Removal Of Gallbladder Stones Without Surgery

Removal Of Gallbladder Stones Without Surgery


Gallstones are solid deposits that form in the gallbladder, a small organ located beneath the liver. These stones can cause severe pain and discomfort, often requiring surgical removal. However, advancements in medical technology have led to the development of non-surgical methods for the removal of gallbladder stones. In this article, we will explore some effective techniques that allow the removal of gallbladder stones without the need for surgery.

Understanding Gallbladder Stones

Gallstones are crystalline formations that can vary in size, ranging from tiny grains to larger stones. They develop in the gallbladder when bile, a digestive fluid, contains too much cholesterol or bilirubin. These substances can harden and form stones over time. Gallstones can cause excruciating pain, jaundice, nausea, and digestive issues.

Approaches For The Removal Of Gallbladder Stones Without Surgery

Oral Dissolution Therapy

Oral dissolution therapy involves taking medications that help dissolve gallstones over a period of months or even years. These medications contain bile acids that help break down the stones into smaller pieces, allowing them to pass through the bile ducts more easily.
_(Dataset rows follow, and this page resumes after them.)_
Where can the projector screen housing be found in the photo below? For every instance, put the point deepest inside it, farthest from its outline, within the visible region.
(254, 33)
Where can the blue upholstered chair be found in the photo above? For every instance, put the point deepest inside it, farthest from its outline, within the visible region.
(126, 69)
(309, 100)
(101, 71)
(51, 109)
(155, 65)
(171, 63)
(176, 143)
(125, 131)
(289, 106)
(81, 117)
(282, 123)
This approach is suitable for patients with small cholesterol stones and a functioning gallbladder.

Shock Wave Lithotripsy (SWL)

Shock wave lithotripsy is a non-invasive procedure that uses sound waves to break gallstones into smaller fragments. These fragments can then be eliminated through the digestive system. During the procedure, the patient lies on a table, and a device delivers shock waves to the targeted area. SWL is effective for smaller stones, and multiple sessions may be required for complete stone removal.
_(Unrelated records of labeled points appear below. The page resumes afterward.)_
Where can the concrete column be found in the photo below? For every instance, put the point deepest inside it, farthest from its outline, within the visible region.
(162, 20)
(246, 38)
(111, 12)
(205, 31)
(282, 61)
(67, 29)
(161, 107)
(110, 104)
Contact Dissolution Therapy

Contact dissolution therapy involves directly injecting medications into the gallbladder to dissolve the stones. This approach is typically used for patients who cannot undergo surgery and have smaller gallstones. The medication is introduced through a catheter, and over time, the stones gradually dissolve. Close monitoring is required during this treatment to ensure its effectiveness and safety.
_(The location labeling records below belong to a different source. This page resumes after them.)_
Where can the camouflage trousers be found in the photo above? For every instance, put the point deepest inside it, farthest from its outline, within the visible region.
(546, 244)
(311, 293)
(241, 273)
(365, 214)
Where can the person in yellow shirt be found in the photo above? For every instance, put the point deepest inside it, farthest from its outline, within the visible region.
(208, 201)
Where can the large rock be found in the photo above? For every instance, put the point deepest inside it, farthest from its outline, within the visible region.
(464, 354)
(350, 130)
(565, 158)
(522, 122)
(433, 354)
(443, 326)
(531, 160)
Risk factors for developing gallstones

Gall Bladder stone

  • Hormone Replacement Therapy (HRT) and Birth Control Pills: Estrogens have the tendency to increase cholesterol levels in bile while simultaneously reducing the contracting movement of the gallbladder.Certain Cholesterol-Lowering Drugs: It is important to note that not all cholesterol-lowering drugs, particularly statins, are associated with an increased risk of gallstone formation. Some evidence suggests that statin treatment might actually lower the risk, but further research is required for conclusive results. Therefore, starting a statin solely for this purpose is not recommended.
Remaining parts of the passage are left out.